How often is a straight-edge Mormon blamed for inciting a riot? Last week’s Hollywood Boulevard block party outside the premiere of a documentary about Electric Daisy Carnival, a massive dance music fest put on by California promoter Insomniac, may well have been the first in history. Though he likely had accomplices (sound man? truck driver?), house DJ Kaskade’s tweeted invite packed the streets with a thousand or so electronica fans during one of the busiest rush hours in Southern California. Drumming up publicity for a film he’s featured in was probably the initial goal. Whether or not he had a permit seems to be a matter of debate. Whether or not he actually played a single track seems to be in question as well. Either way, attendees were determined to get their dance fix at any cost, planking and shuffling in the middle of the road when riot cops were finally called in. Rubber bullets were eventually effective in dispersing the crowd, but not before police cars were smashed and unruly ones arrested.

The rest of the country got to see the film—titled The EDC Experience—last night, though many theaters canceled the one-night-only screenings due to the Hollywood incident making national news. As if Kaskade was capable of conjuring violent candy raver mobs in every city simultaneously. I suppose Denver could have had its own riot instigators—maybe Manufactured Superstars or Pretty Lights.
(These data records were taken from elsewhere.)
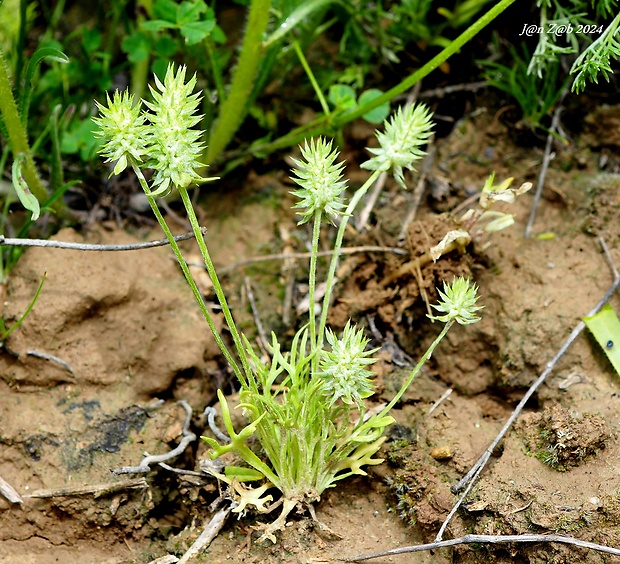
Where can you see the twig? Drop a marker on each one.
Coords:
(257, 320)
(91, 247)
(210, 413)
(419, 189)
(285, 256)
(543, 171)
(148, 459)
(182, 471)
(46, 356)
(168, 559)
(493, 539)
(98, 489)
(610, 260)
(443, 398)
(210, 532)
(441, 92)
(9, 492)
(362, 221)
(465, 203)
(550, 366)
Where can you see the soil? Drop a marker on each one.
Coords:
(127, 327)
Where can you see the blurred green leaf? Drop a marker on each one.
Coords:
(342, 96)
(379, 113)
(195, 32)
(26, 197)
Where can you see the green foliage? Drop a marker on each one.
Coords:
(605, 326)
(305, 406)
(567, 28)
(536, 95)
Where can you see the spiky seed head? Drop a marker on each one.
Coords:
(320, 180)
(400, 142)
(458, 302)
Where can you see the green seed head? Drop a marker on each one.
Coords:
(400, 143)
(458, 302)
(320, 178)
(121, 125)
(343, 370)
(175, 146)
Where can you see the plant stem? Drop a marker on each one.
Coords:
(188, 275)
(337, 245)
(416, 369)
(17, 134)
(232, 110)
(319, 125)
(315, 84)
(316, 231)
(191, 215)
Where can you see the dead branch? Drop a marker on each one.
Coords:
(493, 539)
(97, 490)
(148, 459)
(92, 247)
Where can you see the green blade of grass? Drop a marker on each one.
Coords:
(605, 326)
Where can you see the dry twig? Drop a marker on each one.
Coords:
(97, 490)
(418, 192)
(9, 492)
(91, 247)
(211, 530)
(493, 539)
(148, 459)
(52, 358)
(555, 122)
(257, 320)
(362, 221)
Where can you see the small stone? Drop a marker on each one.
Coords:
(442, 453)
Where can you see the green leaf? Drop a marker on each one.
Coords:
(605, 326)
(243, 474)
(165, 9)
(195, 32)
(41, 54)
(342, 96)
(189, 12)
(380, 112)
(166, 47)
(91, 40)
(26, 197)
(137, 46)
(156, 25)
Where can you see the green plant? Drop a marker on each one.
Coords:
(305, 406)
(536, 95)
(565, 29)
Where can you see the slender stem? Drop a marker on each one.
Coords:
(233, 109)
(337, 245)
(188, 275)
(316, 231)
(193, 220)
(17, 134)
(416, 369)
(319, 125)
(315, 84)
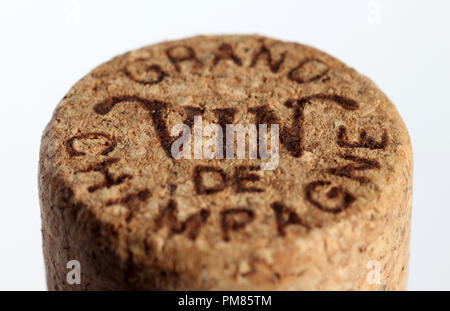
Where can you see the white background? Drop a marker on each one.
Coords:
(46, 46)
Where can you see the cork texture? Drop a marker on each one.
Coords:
(113, 197)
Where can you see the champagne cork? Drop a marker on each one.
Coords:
(225, 163)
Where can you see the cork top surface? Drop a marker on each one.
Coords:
(343, 152)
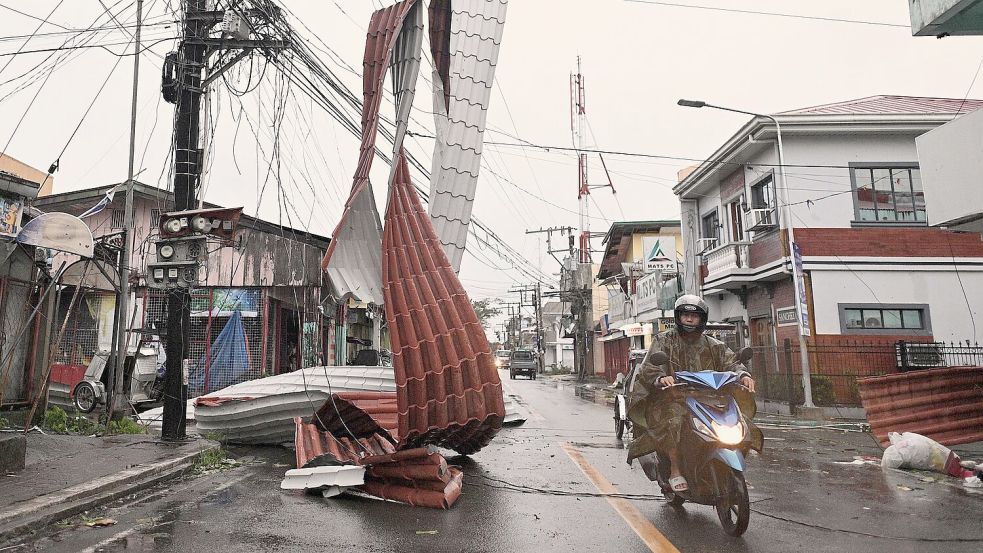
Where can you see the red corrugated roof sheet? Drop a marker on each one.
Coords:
(892, 105)
(448, 392)
(418, 476)
(440, 43)
(943, 404)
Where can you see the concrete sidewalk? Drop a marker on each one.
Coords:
(67, 474)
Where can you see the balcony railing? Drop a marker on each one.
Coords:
(726, 258)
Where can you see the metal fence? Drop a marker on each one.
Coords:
(835, 367)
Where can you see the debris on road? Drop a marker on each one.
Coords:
(859, 460)
(98, 522)
(914, 451)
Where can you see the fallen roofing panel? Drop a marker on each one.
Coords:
(448, 389)
(943, 404)
(465, 38)
(418, 476)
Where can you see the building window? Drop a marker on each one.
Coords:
(888, 194)
(735, 211)
(763, 197)
(710, 227)
(885, 319)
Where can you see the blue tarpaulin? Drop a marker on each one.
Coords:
(227, 360)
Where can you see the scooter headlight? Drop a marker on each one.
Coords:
(702, 428)
(730, 435)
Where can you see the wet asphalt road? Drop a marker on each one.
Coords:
(529, 491)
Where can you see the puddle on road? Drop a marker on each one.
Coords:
(598, 445)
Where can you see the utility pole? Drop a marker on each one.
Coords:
(549, 238)
(187, 89)
(116, 393)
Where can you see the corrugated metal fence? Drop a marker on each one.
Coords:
(943, 404)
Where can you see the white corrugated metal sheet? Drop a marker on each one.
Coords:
(355, 265)
(262, 411)
(329, 481)
(476, 35)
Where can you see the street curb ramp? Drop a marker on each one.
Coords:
(35, 514)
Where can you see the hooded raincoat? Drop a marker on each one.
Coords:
(657, 415)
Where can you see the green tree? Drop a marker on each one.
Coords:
(485, 311)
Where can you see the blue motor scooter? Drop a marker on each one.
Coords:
(713, 445)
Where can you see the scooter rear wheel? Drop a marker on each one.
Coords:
(673, 499)
(85, 397)
(619, 424)
(734, 509)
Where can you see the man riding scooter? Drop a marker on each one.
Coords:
(658, 416)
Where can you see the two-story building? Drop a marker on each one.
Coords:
(874, 271)
(270, 279)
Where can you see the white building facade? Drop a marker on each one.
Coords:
(874, 269)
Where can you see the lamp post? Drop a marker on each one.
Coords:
(790, 233)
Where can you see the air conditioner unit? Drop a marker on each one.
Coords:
(704, 245)
(761, 219)
(913, 356)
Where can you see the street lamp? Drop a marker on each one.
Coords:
(790, 233)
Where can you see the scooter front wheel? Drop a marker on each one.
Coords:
(85, 397)
(734, 507)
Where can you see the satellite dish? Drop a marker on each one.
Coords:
(58, 231)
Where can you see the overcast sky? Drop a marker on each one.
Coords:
(637, 59)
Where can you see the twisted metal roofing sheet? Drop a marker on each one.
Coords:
(261, 411)
(892, 105)
(418, 476)
(943, 404)
(447, 387)
(461, 96)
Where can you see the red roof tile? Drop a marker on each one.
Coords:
(384, 29)
(440, 42)
(447, 387)
(943, 404)
(360, 413)
(892, 105)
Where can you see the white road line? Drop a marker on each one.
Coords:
(645, 530)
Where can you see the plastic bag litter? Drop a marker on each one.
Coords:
(914, 451)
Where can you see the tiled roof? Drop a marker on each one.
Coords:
(892, 105)
(464, 43)
(353, 260)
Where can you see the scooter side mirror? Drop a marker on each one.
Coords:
(745, 355)
(658, 358)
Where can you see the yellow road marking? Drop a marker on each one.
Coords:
(645, 530)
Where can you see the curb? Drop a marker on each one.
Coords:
(42, 511)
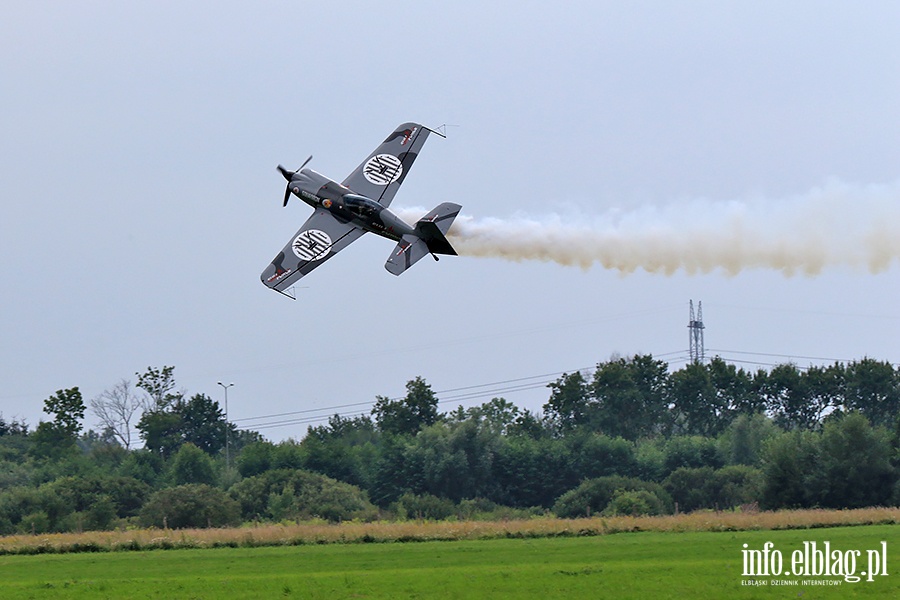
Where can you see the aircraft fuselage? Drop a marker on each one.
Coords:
(322, 193)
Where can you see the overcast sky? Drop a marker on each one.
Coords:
(140, 200)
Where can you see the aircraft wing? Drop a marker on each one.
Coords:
(380, 175)
(320, 238)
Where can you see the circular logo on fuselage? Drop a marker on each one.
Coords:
(383, 169)
(312, 244)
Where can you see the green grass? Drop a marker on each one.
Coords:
(628, 565)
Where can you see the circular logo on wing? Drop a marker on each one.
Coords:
(383, 169)
(312, 244)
Alas, Denver screenings were all yanked so we ended up on the north side of Colorado Springs (Loveland was the only other option). Why were we willing to drive so far for a film about an event in LA? Well, Insomniac actually flew a camera man to Colorado to interview Beta Creative Director Ms. Easy, as she’s been performing at EDC with her Team EZ (including yours truly) for four years running now.

The videographer apparently spent almost six hours picking Easy’s brain about her motivation, influences and more. What made the final cut? Viewers witnessed Easy rummage through various costumes and props, ending up with a trumpet in her hands that she admittedly couldn’t play. Good thing her clown marching band isn’t really expected to master its instruments. Other non-DJ artists that pop up in the flick include Aussie-born comedian Nigel Ficke, LA Clippers’ cheerleaders, the seemingly ageless, Bowie-esque Perish and his hottie clown harem, a gold spandex-clad Suze Q and the Random Acts of Irreverent Dance (RAID) troupe, the ever-flamboyant Wildchild (as the wicked witch), LA’s Stilt Circus and Denver’s own Nate the Average humping a carousel horse.

It’s not every day you get to see yourself on the big screen–puppeteering a giant, hookah-smoking caterpillar no less.